Era in questo modo che, dentro la banca, veniva confidenzialmente chiamata dai pochi individui che sapevano farla funzionare. Una favolosa macchina in grado di trasformare il piombo in oro. Di lavare, appunto, ciò che con tecnicismo asettico era definito credito “subprime”, ovvero di serie B, ma che più propriamente doveva essere chiamato credito sporco, spazzatura, merda. E di ottenere, dopo il lavaggio, denaro pulito, pulitissimo. E soprattutto tanto. Nell’anno in corso, la lavatrice aveva già fruttato alla banca cinquecento milioni di dollari di commissioni, tre volte l’anno precedente. E bonus da decine di milioni per i suoi rispettatissimi utilizzatori. Gli alchimisti. Fra i quali Lorenzo era indiscutibilmente il più dotato.

A fornire i panni sporchi da infilare nella lavatrice erano soggetti presenti ovunque in tutti gli States: i poveri. Quelli americani, in omaggio al primo comandamento della nazione, avevano una particolarità: rifiutavano altezzosamente la loro condizione e pretendevano di consumare e spendere come se ne avessero, di soldi. Soprattutto, desideravano ardentemente, pure loro, avere una casa di proprietà. E non qualche buco d’appartamento, ma grosse ville con giardino. In America i sogni non si negano a nessuno, e così alle società ipotecarie era consentito concedere prestiti anche agli squattrinati: i mutui subprime, appunto. I panni sporchi. La merda.
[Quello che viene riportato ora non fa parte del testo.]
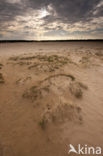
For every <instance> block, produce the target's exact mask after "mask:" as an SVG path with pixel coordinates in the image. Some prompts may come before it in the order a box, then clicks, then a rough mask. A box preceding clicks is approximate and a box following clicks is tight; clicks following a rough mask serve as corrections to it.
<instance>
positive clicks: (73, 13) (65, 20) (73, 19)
mask: <svg viewBox="0 0 103 156" xmlns="http://www.w3.org/2000/svg"><path fill="white" fill-rule="evenodd" d="M100 1H101V0H35V1H34V0H29V6H30V7H31V8H33V9H35V8H40V7H47V6H48V5H50V4H51V5H52V7H53V9H54V10H55V11H56V13H57V20H62V21H64V22H66V21H67V22H70V23H73V22H77V21H86V20H87V21H88V20H90V19H91V18H92V17H94V15H93V10H94V8H95V7H96V6H97V4H99V3H100ZM102 15H103V7H100V8H99V13H98V14H97V15H95V16H102ZM45 20H47V21H49V22H50V21H51V22H52V21H53V18H52V17H51V16H47V17H45ZM54 20H56V18H55V17H54Z"/></svg>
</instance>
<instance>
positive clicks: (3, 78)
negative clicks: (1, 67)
mask: <svg viewBox="0 0 103 156" xmlns="http://www.w3.org/2000/svg"><path fill="white" fill-rule="evenodd" d="M0 83H5V81H4V78H3V75H2V73H0Z"/></svg>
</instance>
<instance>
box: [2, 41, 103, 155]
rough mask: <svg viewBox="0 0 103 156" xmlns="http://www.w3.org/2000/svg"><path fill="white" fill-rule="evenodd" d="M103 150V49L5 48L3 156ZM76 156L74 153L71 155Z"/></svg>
mask: <svg viewBox="0 0 103 156" xmlns="http://www.w3.org/2000/svg"><path fill="white" fill-rule="evenodd" d="M70 143H71V144H73V145H74V146H77V144H82V145H84V144H87V145H88V146H94V147H95V146H100V147H102V149H103V44H102V43H99V42H97V43H96V42H90V43H89V42H70V43H66V42H64V43H52V42H49V43H46V42H45V43H1V44H0V156H67V155H68V150H69V144H70ZM71 156H72V154H71Z"/></svg>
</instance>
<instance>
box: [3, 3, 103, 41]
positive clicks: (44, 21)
mask: <svg viewBox="0 0 103 156" xmlns="http://www.w3.org/2000/svg"><path fill="white" fill-rule="evenodd" d="M102 21H103V1H102V0H72V1H71V0H35V1H34V0H0V34H2V35H0V39H7V38H9V39H12V38H13V39H14V38H18V39H19V38H20V39H21V38H23V39H29V38H31V39H41V38H42V39H43V38H44V39H45V38H46V39H47V38H50V37H51V38H53V36H55V38H56V37H57V38H59V39H64V38H67V39H69V38H72V37H73V38H77V36H78V37H80V38H81V36H82V38H83V37H84V38H85V37H86V38H87V37H89V38H96V37H97V38H99V37H100V38H103V33H102V32H103V31H101V35H100V30H101V29H102V28H103V22H102ZM90 35H91V36H90Z"/></svg>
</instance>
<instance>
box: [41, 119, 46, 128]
mask: <svg viewBox="0 0 103 156" xmlns="http://www.w3.org/2000/svg"><path fill="white" fill-rule="evenodd" d="M39 125H40V127H41V128H42V129H43V130H44V129H45V128H46V122H45V120H44V119H42V120H41V121H40V122H39Z"/></svg>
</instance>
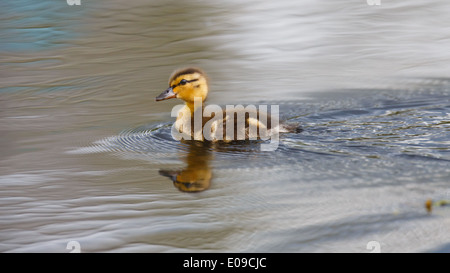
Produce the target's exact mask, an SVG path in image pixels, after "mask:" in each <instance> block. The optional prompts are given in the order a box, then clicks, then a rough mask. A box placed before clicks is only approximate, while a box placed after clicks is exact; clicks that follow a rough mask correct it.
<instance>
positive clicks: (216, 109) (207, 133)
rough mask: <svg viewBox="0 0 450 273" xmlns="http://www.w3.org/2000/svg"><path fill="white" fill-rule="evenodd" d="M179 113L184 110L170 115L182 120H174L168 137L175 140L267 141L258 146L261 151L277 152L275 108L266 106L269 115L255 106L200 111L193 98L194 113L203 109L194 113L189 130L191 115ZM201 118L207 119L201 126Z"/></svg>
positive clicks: (198, 102) (182, 113)
mask: <svg viewBox="0 0 450 273" xmlns="http://www.w3.org/2000/svg"><path fill="white" fill-rule="evenodd" d="M183 109H186V108H185V106H184V105H176V106H175V107H173V109H172V112H171V116H172V117H178V118H180V119H182V121H178V119H177V121H176V122H175V123H174V124H173V126H172V131H171V133H172V137H173V138H174V139H175V140H178V141H179V140H182V139H184V140H192V139H193V140H200V141H201V140H207V141H233V140H245V139H248V140H257V139H261V140H269V139H270V142H269V143H262V144H261V150H262V151H275V150H276V149H277V148H278V144H279V129H280V128H279V106H278V105H270V115H269V113H268V105H259V106H258V108H257V107H256V106H255V105H247V106H246V107H244V106H242V105H227V106H226V111H225V113H224V111H223V109H222V107H220V106H219V105H214V104H211V105H207V106H205V107H204V108H203V105H202V99H201V98H200V97H196V98H194V109H203V111H194V118H193V126H194V128H191V121H192V117H191V111H190V110H189V111H188V110H185V111H183ZM246 115H248V116H246ZM235 117H236V120H235ZM203 118H210V119H209V120H208V121H207V122H206V123H205V124H203ZM268 124H270V126H268ZM224 127H225V131H224ZM269 127H270V128H269ZM192 129H193V130H192ZM192 132H193V134H192Z"/></svg>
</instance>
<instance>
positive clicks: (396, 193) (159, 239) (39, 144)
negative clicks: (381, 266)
mask: <svg viewBox="0 0 450 273" xmlns="http://www.w3.org/2000/svg"><path fill="white" fill-rule="evenodd" d="M0 10H1V12H0V21H1V24H0V26H1V27H0V37H1V39H0V64H1V67H0V75H1V84H0V105H1V108H0V109H1V110H0V131H1V132H0V133H1V134H0V135H1V138H0V150H1V153H0V161H1V164H0V205H1V210H0V223H1V224H0V251H2V252H69V250H68V249H66V247H67V244H68V242H70V241H73V240H75V241H78V242H79V243H80V247H81V251H83V252H186V251H195V252H203V251H208V252H209V251H213V252H224V251H237V252H247V251H250V252H370V247H369V248H368V244H369V242H371V241H376V242H377V243H378V244H379V246H380V250H381V252H421V251H431V252H435V251H437V252H443V251H447V252H448V249H449V244H450V235H449V234H450V233H449V228H448V227H449V224H450V210H449V209H448V207H446V206H441V207H438V206H435V207H434V208H433V211H432V213H431V214H430V213H427V211H426V210H425V207H424V204H425V201H426V200H427V199H432V200H435V201H438V200H448V199H450V184H449V181H450V149H449V146H450V137H449V136H450V134H449V132H450V114H449V113H450V96H449V95H450V79H449V78H448V75H447V73H446V72H447V71H450V70H449V66H450V65H449V64H450V53H449V51H448V48H449V46H450V32H449V29H450V19H449V17H448V12H449V11H450V3H448V2H446V1H408V2H405V1H387V0H386V1H383V0H382V1H381V6H370V5H367V3H366V1H347V2H346V3H339V2H336V1H333V2H331V1H302V2H299V1H287V0H283V1H277V2H271V1H247V2H246V3H240V2H238V1H231V2H227V3H222V2H221V1H183V2H181V1H139V0H133V1H127V3H126V4H125V3H123V2H120V1H96V3H95V4H94V3H91V2H87V1H82V2H81V6H78V7H75V6H68V5H67V4H66V1H39V2H38V3H37V2H35V1H4V2H3V3H1V4H0ZM187 65H196V66H200V67H202V68H203V69H204V70H206V71H207V72H208V74H209V76H210V78H211V89H212V91H211V95H210V97H209V99H208V102H209V103H216V104H221V105H224V104H227V103H231V104H238V103H256V104H277V105H279V106H280V113H281V115H282V118H283V119H285V120H287V121H288V122H292V123H299V124H301V126H302V128H303V131H302V132H300V133H285V134H282V135H281V136H280V146H279V148H278V149H277V150H276V151H274V152H261V151H259V147H258V145H259V144H258V143H240V144H232V145H231V144H230V145H209V144H199V143H180V142H177V141H174V140H173V139H172V138H171V137H170V126H171V123H172V122H173V118H171V117H170V110H171V109H172V107H173V106H174V105H176V104H179V102H177V101H175V100H173V101H164V102H159V103H156V102H154V97H155V96H157V95H158V94H159V93H160V92H161V91H163V90H164V89H166V88H167V79H168V77H169V75H170V73H171V72H172V71H173V70H174V69H175V68H178V67H183V66H187ZM174 174H179V175H181V176H182V177H183V178H186V181H188V180H189V179H188V178H192V177H195V178H196V180H197V183H173V182H172V180H171V176H172V175H174ZM167 176H169V177H167ZM189 191H197V192H195V193H193V192H189ZM369 245H370V244H369Z"/></svg>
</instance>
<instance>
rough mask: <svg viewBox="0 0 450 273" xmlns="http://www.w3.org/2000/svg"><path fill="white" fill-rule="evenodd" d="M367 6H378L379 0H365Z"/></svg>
mask: <svg viewBox="0 0 450 273" xmlns="http://www.w3.org/2000/svg"><path fill="white" fill-rule="evenodd" d="M366 1H367V5H369V6H380V5H381V0H366Z"/></svg>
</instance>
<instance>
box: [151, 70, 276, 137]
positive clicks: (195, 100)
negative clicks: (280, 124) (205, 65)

Lo zio Sam ha sempre insegnato che tutto può diventare merce e tutto può essere venduto. Anche la merda. All’unica condizione di camuffarla, impacchettarla per bene e far svanire il tanfo. Era qui, in questo preciso frangente, che entravano in gioco gli alchimisti di Wall Street. Il loro compito era acquistare i mutui subprime, tritarli in mille pezzettini e mescolarli con i mutui buoni, quelli concessi a chi poteva ripagarli. Tritata e mescolata, la merda smetteva di puzzare, e uno poteva persino scambiarla per cioccolata. In altre parole, diventava merce. Il nome ufficiale del prodotto era opportunamente incomprensibile ai profani, come il meccanismo sul quale si reggeva: synthetic subprime mortgage bond-backed collateralized debt obligation, più brevemente CDO.
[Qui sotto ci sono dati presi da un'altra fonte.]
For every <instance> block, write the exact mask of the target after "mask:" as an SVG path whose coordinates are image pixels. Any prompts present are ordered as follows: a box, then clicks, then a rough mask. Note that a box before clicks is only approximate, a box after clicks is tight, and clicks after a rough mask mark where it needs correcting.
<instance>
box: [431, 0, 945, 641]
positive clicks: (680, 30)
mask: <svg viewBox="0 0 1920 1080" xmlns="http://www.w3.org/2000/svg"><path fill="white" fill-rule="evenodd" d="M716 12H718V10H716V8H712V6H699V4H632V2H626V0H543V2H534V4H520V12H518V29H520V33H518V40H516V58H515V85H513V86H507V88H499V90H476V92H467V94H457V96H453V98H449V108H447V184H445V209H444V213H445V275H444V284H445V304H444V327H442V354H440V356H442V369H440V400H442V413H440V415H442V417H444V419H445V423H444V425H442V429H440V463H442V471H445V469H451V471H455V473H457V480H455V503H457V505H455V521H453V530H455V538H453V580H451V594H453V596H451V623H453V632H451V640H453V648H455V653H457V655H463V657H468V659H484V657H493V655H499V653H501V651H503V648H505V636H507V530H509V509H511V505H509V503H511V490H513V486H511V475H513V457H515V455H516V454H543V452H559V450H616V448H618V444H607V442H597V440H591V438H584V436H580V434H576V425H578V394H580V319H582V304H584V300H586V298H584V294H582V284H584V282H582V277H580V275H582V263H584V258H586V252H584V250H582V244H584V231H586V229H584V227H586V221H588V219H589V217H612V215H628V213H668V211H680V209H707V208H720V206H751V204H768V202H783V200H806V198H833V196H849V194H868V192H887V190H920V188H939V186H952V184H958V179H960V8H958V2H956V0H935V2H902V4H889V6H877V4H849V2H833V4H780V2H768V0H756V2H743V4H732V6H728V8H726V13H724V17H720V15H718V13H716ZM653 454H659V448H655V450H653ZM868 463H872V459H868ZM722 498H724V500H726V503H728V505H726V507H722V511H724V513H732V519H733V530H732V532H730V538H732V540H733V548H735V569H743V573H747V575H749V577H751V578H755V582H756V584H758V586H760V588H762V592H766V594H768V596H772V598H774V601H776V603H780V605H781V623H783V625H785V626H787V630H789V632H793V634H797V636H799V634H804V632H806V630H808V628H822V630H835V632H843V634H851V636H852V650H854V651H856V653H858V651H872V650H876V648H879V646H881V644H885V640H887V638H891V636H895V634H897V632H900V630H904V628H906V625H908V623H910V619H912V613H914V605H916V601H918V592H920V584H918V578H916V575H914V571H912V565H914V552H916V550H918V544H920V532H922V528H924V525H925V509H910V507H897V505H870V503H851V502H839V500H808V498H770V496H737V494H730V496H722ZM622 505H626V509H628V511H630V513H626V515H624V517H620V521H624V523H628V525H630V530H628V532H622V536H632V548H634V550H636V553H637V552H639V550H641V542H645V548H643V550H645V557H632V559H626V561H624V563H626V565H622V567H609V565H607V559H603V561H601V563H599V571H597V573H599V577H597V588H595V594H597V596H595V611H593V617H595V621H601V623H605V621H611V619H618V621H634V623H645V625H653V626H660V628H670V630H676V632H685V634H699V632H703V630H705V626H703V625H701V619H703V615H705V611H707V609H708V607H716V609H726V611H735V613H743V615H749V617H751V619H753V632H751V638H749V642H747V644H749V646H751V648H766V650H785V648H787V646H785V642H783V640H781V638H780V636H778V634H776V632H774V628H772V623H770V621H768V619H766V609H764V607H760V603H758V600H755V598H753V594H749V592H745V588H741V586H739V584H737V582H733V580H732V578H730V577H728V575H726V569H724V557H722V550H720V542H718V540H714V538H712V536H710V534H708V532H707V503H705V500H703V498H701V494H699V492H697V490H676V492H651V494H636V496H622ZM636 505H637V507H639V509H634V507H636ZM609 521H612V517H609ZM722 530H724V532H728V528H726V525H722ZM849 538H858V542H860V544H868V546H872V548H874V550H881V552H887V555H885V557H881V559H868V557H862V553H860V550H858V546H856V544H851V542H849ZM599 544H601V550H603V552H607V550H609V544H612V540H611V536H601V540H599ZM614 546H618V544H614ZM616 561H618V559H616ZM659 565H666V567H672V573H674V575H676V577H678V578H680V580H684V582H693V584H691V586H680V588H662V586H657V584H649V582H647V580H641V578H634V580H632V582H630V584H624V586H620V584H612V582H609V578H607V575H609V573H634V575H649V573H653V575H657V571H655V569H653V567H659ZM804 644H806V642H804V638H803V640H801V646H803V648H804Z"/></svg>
Una volta uscito dalla lavatrice, il CDO era uno strumento finanziario pulito, un’obbligazione immessa sul mercato dalle banche di Wall Street come qualsiasi altra. Ma con un vantaggio, che la distingueva da tutte le altre: la materia prima, in quanto merda, era pagata poco e niente, il che garantiva alle banche che la piazzavano enormi profitti. Non appena ne aveva colto l’essenza, Lorenzo aveva sorriso, perché il procedimento gli era parso nient’altro che l’evoluzione, infinitamente più complicata e redditizia, del vecchio, rudimentale trucco napoletano del mattone. Con una sola, decisiva differenza. Il trucco del mattone era reato. La lavatrice e i CDO che ne uscivano no.